ACQUIRING A SECOND-HAND LASER: GAS AND EQUIPMENT SAVVY ARE REQUIRED FOR HASSLE-FREE SET UP
By John Karpus
A factory-reconditioned or second-hand laser is a good way to increase shop productivity at a fraction of the cost of a new machine. Incorporating these principles and pointers into the purchase and installation of a second-hand laser should assist you in achieving first-class efficiency and operation.
Steel fabricators in this country have been staying competitive by using CO2 cutting lasers for more than ten years now. Names like TRUMPF, Mazak, Mitsubishi, Cincinnati, Strippit, and Prima have all become synonymous with high-tolerance CO2 laser-cutting systems.

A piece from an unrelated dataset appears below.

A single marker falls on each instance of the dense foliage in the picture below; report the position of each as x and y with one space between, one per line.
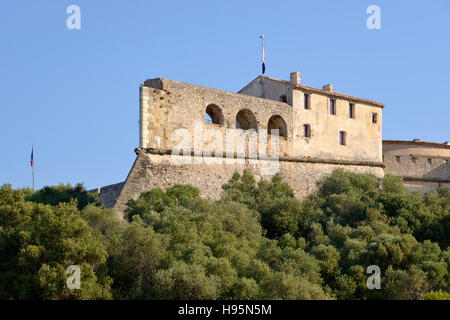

Industry research tells us that 80 percent of new laser customers will purchase a second laser within 24 months of their initial purchase. As new laser owners become more familiar with the capability of their machines, the trend is to expand into thicker material and higher capacity systems.
This evolution is driving the market for used CO2 cutting lasers that become available for resale as fabricators and job shops upgrade. For companies wanting to acquire their first laser, the rationale for the move to used equipment, of course, is value and function. As the cost of a new CO2 cutting laser can easily run $250,000 to $500,000, a factory-reconditioned or second-hand laser is a good way to increase shop productivity at a fraction of the cost of a new machine.
BREAKING IT DOWN
The resonator is the part of the laser that creates the cutting beam. The gases required are high-purity grade 5 or better, CO2, nitrogen, and helium. Carbon monoxide will sometimes be added into the resonator gas mix depending on the resonator manufacturer. Inlet purging of resonator gases when hooking up a new cylinder must be done to remove ambient air, moisture and contamination prior to gas entering the resonator.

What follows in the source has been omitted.